Profile



Dr Pankaj Goel, is currently working as a Director and Head of the Cardio-thoracic and Vascular (Heart, Lung and Vascular Surgery) unit at the Ivy Hospital, Amritsar.

After completing his MCh in cardio-thoracic and vascular surgery from GB Pant Hospital, Delhi University in 1998, Dr Goel worked at Madras Medical Mission, Chennai for three years. Here he obtained training in complex paediatric cases. Thereafter he went to Australia (Royal Perth Hospital) for further training and experience.

Dr Goel joined the Fortis Escorts Hospital, Amritsar in 2003. Since 2008 , in his capacity as HOD at the same hospital he has done pioneering work and established cardio-thoracic and vascular surgery in the city.

The Goel's unit now routinely performs all types of cardiac, thoracic and vascular surgeries with results comparable to the best centres in the world. Dr Goel is responsible for many firsts in the region.

Dr Goel has several research papers published in indexed journals. He has authored a book on cardiac surgery. He has an original technique for harvesting saphenous vein to his credit.

In 2009, Dr Goel was elected member of the prestigious Society of Thoracic Surgeons , USA. He is also a member of the Indian Association of Cardio-thoracic surgery and CTS Net.

At Ivy Hospital, Dr Goel routinely performs all types of Cardiac, thoracic (including thoracoscopic) and vascular procedures.


Thursday, 4 May 2017

Leriche Syndrome- Treatment by thoraco bi-femoral grafting.




A 32 year old gentleman was referred to us with pain in calf and blackening of toes of his right foot for a week. He gave history of weakness in both lower limbs and erectile dysfunction for past 2 weeks. On examination he had absent femoral arterial pulses bilaterally. The pre-operative CT angiogram showed complete occlusion of juxta renal abdominal aorta with filling of iliac vessels via collaterals.(figure1). The symptoms and angiogram findings are classical features of Leriche syndrome. He had an absent right brachial pulse with occlusion of rt. axillary artery on angiogram. Since the patient was anon smoker the findings were suggestive of aorto arteritis as etiology.

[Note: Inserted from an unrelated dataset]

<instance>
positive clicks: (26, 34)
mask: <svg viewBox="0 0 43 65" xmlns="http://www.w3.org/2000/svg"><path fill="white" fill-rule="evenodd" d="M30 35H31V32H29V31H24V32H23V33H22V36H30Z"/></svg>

Figure 1.-Pre-operative CT - complete occlusion of juxta reanl aorta (arrow)
 In view of his symptomatic status we decided to offer him surgery. A thoraco bifemoral graft was performed. Thoracic aorta was exposed via a lt thoracotomy(black arrow) and using a bifurcated aortic graft vascular supply was restored to both lower limbs (white arrows)relieving his pain and preventing gangrene.
Post-operative CT- thoraco bifemoral graft in place with restoration of blood supply.
Conclusion- Aorto iliac occlusive disease is a serious disease causing lot of morbidity and mortality. Amputation rates are very high in these patients. Atherosclerosis is the most common cause. Smoking is another major cause. Aorto arteritis is a cause in the young. In the symptomatic patients blood supply has to be restored either by surgery or percutaneous intervention to relieve symptoms and prevent amputation.